NORTH CHARLESTON, S.C. (WCIV) -- Shedding light on crime and inspiring trust, North Charleston Police say a new crime prevention technique is already getting results.

Just two weeks ago, the Saddlebrook Mobile Home Park was a hotbed of criminal activity.

Police officers described it as a 28-day spike in crime - nine robberies, three vehicle break-ins, and a stabbing.

The crimes left neighborhood residents shaken and demanding answers.

"A lot of them thought the police don't care," community activist Lydia Cotton said.

But Cotton did not give up, choosing instead to work with the North Charleston Police Department to make the neighborhood safe once again.

After discussing the options, police brass decided to use a technique growing in popularity -- crime prevention by environmental design. {}

Patrol officers noticed that many of the break-ins were happening at night under the cover of darkness.

Department officials decided to brighten up the neighborhood with Project C.L.U.E, a crime prevention initiative in which officers and volunteers go door-to-door handing out free energy efficient florescent light bulbs.

The idea behind the project is that neighbors will keep their porch lights turned on overnight, brightening up the neighborhood and discouraging would-be criminals.

"We visited 364 residents, 292 light bulbs and we lit up the area," North Charleston Police Captain Joe Stephens said. "Statistics show when you light up an area, crime drops."

In just two weeks, residents say Project C.L.U.E has made the area much brighter and is keeping the criminals at bay.

"The neighborhood has been very bright." Connie Bryant said. {}"I think it put them on notice."

Richard Blackwell says he still isn't sold on the idea that light bulbs will deter crime, but his new bulb is shinning bright on his porch.

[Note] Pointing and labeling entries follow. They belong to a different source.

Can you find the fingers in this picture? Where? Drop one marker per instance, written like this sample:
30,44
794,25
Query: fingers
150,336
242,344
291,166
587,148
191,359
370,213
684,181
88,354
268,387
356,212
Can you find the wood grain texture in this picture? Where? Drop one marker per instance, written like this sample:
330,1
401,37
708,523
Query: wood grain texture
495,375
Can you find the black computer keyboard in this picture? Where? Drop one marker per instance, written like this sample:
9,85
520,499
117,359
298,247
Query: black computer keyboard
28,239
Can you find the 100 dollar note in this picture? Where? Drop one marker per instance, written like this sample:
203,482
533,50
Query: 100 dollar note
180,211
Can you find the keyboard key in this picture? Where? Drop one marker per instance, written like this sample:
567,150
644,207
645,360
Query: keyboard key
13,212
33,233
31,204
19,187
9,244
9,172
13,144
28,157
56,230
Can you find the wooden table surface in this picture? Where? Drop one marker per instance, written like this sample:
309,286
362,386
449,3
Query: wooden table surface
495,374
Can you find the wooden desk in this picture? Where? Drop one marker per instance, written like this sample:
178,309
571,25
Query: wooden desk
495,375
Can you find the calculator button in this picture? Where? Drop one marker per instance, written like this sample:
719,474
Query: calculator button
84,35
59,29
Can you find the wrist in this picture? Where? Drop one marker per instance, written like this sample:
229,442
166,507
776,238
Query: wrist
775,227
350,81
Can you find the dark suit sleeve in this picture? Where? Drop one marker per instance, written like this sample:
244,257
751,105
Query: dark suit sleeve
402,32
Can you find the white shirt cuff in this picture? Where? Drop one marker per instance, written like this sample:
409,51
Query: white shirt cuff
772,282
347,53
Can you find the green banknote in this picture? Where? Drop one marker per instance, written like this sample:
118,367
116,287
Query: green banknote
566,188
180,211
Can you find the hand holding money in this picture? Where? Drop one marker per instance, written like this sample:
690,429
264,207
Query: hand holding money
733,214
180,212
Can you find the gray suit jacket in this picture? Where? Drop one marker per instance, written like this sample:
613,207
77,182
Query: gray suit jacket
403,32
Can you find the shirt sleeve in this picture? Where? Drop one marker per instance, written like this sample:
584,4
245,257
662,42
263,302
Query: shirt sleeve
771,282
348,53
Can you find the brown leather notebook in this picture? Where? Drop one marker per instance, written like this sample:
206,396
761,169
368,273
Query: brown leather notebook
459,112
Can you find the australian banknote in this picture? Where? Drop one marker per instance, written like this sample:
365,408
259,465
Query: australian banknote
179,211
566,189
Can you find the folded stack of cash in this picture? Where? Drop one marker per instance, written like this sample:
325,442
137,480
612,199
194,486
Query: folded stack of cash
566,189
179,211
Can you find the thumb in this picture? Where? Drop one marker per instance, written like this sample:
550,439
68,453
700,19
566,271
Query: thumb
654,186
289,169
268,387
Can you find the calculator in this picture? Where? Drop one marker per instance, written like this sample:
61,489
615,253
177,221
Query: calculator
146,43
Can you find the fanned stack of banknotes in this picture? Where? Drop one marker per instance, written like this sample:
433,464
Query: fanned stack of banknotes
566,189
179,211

"It lights up the whole area and everybody has put it on their homes," he said. "So it's done what it's supposed to do."

According to Captain Stephens, Project C.L.U.E is doing much more than that.

"We haven't had a burglary there in two weeks so we are very happy about that," he said.

And while it may be too soon to tell if the lights will continue to deter crime, Cotton says the face-to-face interaction between neighbors and police has already helped inspire new friendship and trust.

Project C.L.U.E is less than a year old and already officers have already given out close to 2,000 light bulbs.